The coexistence of trisomy 12 and deletions of chromosome 13 (13q12-q32) has rarely been observed in chronic lymphocytic leukaemia (CLL). Fluorescence in situ hybridization (FISH) performed on 600 consecutive CLL patients revealed the association of trisomy 12 and 13q14 deletion, of at least one of the three markers analysed (RB1, D13S319 and D13S25), in 55 cases (9% of 600 and 46% of 120 trisomy 12 cases). Trisomy 12 and isolated RB1 deletion were seen in 14/120 cases, trisomy 12 and D13S319/D13S25 deletion with diploid RB1 in 19/118, and trisomy 12 and deletion encompassing the three 13q markers studied in 22/118 cases. The heterogenous distribution of trisomy 12 and 13q deletions within the neoplastic B cells suggests that they are secondary rather than primary events in CLL leukaemogenesis.

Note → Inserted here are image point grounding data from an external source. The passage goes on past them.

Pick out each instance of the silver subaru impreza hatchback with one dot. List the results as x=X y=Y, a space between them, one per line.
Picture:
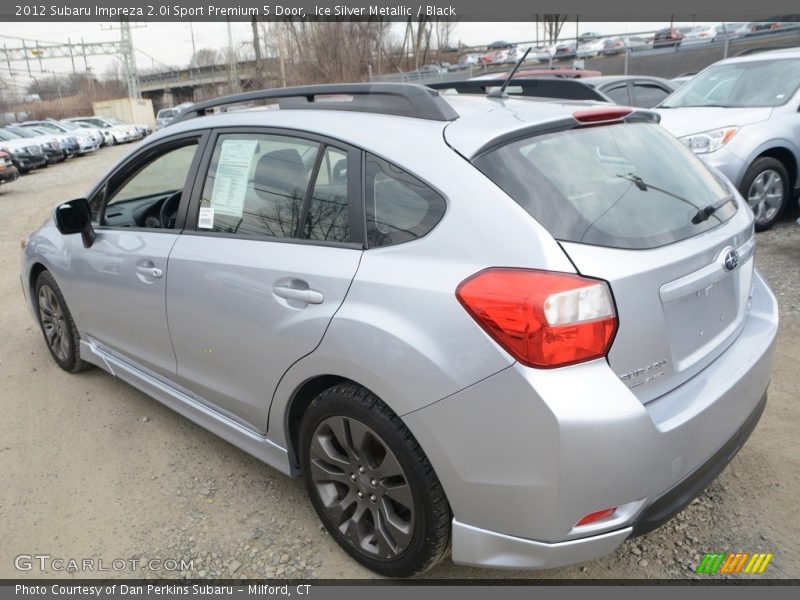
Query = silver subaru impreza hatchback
x=514 y=330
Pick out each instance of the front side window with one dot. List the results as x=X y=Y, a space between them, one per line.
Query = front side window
x=148 y=194
x=257 y=185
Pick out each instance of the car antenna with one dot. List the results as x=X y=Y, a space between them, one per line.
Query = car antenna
x=501 y=93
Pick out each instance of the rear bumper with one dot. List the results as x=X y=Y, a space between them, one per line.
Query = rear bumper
x=479 y=547
x=526 y=453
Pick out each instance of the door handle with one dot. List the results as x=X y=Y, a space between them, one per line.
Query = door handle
x=150 y=271
x=307 y=296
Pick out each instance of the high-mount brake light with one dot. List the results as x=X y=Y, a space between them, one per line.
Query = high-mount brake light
x=543 y=319
x=601 y=115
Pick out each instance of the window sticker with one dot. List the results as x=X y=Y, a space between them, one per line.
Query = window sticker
x=206 y=218
x=230 y=179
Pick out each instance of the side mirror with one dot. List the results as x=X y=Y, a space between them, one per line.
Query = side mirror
x=75 y=216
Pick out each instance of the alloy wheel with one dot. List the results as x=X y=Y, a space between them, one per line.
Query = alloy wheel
x=54 y=322
x=362 y=487
x=765 y=196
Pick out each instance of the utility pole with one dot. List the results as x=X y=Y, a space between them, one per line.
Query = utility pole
x=232 y=61
x=281 y=52
x=129 y=59
x=259 y=78
x=191 y=31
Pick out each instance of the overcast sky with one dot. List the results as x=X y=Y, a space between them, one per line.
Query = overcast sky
x=160 y=44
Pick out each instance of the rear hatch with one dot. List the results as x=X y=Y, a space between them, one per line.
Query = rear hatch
x=626 y=201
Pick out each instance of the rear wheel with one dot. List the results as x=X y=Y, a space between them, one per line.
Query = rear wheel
x=58 y=328
x=371 y=484
x=765 y=186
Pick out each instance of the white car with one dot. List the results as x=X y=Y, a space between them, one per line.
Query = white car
x=120 y=134
x=86 y=142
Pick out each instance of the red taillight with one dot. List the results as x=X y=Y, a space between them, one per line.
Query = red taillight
x=601 y=115
x=598 y=515
x=543 y=319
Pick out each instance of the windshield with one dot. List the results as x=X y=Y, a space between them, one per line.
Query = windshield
x=742 y=84
x=630 y=185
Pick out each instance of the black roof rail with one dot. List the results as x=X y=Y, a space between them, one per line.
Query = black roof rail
x=401 y=99
x=545 y=87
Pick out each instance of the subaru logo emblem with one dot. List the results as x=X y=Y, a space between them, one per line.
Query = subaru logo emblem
x=731 y=260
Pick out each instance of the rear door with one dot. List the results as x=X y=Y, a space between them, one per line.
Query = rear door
x=274 y=238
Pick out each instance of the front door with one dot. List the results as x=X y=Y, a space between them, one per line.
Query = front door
x=119 y=283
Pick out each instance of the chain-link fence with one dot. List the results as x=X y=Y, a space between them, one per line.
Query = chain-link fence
x=642 y=53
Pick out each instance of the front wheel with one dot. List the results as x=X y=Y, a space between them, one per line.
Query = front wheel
x=765 y=186
x=371 y=484
x=58 y=327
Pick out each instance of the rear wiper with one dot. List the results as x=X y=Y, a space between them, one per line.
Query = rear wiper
x=704 y=213
x=643 y=186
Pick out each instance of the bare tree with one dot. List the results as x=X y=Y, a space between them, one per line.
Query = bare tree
x=444 y=30
x=204 y=57
x=552 y=26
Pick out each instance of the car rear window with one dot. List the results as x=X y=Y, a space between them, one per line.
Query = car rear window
x=628 y=185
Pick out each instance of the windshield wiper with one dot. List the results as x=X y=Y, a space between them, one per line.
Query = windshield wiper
x=704 y=213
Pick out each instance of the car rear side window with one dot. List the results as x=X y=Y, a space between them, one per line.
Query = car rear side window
x=327 y=217
x=399 y=207
x=628 y=185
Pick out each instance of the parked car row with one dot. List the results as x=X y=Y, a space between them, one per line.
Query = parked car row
x=38 y=143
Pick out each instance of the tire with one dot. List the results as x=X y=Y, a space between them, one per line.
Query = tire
x=351 y=443
x=765 y=187
x=58 y=327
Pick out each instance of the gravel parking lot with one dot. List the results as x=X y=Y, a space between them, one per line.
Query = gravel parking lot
x=92 y=468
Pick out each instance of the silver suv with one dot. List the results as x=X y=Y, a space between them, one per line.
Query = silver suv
x=741 y=116
x=525 y=330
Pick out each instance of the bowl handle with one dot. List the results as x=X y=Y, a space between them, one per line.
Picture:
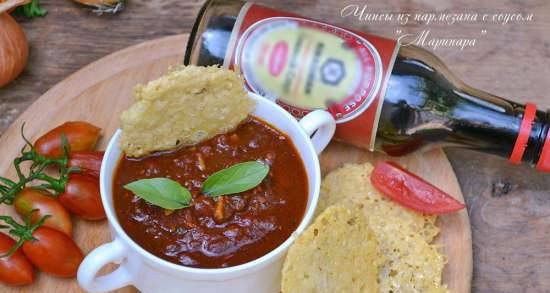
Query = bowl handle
x=113 y=252
x=320 y=126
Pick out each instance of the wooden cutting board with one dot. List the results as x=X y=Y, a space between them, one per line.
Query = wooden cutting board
x=100 y=91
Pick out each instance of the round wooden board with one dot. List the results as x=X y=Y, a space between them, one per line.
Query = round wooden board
x=100 y=91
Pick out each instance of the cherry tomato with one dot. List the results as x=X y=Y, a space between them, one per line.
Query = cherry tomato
x=32 y=199
x=81 y=136
x=53 y=252
x=15 y=269
x=89 y=162
x=82 y=197
x=412 y=191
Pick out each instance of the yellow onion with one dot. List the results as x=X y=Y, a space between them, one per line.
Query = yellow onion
x=14 y=49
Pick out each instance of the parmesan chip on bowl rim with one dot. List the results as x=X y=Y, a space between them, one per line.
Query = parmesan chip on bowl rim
x=186 y=106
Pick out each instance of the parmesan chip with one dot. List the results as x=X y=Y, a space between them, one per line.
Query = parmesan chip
x=184 y=107
x=404 y=236
x=336 y=254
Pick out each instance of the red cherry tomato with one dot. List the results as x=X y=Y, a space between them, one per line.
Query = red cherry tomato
x=89 y=162
x=81 y=136
x=82 y=197
x=412 y=191
x=15 y=269
x=53 y=252
x=32 y=199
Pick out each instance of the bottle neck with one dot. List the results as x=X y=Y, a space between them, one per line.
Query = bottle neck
x=425 y=105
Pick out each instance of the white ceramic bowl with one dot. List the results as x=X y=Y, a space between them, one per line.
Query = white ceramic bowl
x=152 y=274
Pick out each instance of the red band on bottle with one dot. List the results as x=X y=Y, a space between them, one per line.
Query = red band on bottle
x=524 y=132
x=543 y=164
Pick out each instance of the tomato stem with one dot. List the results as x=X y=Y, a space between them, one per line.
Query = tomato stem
x=10 y=189
x=21 y=232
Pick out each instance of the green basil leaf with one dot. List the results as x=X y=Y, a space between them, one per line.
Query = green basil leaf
x=162 y=192
x=235 y=179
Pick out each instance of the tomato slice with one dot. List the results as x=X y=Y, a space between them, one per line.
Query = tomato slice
x=412 y=191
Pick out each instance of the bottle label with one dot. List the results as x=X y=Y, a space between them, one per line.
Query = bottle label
x=304 y=65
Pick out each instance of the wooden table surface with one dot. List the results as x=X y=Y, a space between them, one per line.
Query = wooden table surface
x=509 y=206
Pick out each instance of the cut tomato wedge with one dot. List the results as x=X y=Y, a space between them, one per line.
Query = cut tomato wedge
x=411 y=191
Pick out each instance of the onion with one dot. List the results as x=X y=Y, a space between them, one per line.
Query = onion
x=14 y=49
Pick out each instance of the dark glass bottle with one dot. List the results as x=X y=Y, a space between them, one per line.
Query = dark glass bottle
x=424 y=104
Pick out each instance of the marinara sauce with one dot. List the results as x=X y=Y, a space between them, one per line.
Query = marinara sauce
x=228 y=230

在慢性淋巴细胞白血病(CLL)中,很少观察到12号染色体三体与13号染色体缺失(13q12 - q32)并存的情况。对600例连续的CLL患者进行荧光原位杂交(FISH)检测发现,在55例患者中(占600例的9%,占120例12号染色体三体病例的46%),12号染色体三体与13q14缺失(在所分析的三个标志物RB1、D13S319和D13S25中至少有一个缺失)存在关联。在120例病例中有14例出现12号染色体三体和孤立的RB1缺失,在118例中有19例出现12号染色体三体以及D13S319/D13S25缺失且RB1为二倍体,在118例中有22例出现12号染色体三体以及包含所研究的三个13q标志物的缺失。12号染色体三体和13q缺失在肿瘤性B细胞内的异质性分布表明,它们在CLL白血病发生过程中是继发事件而非原发事件。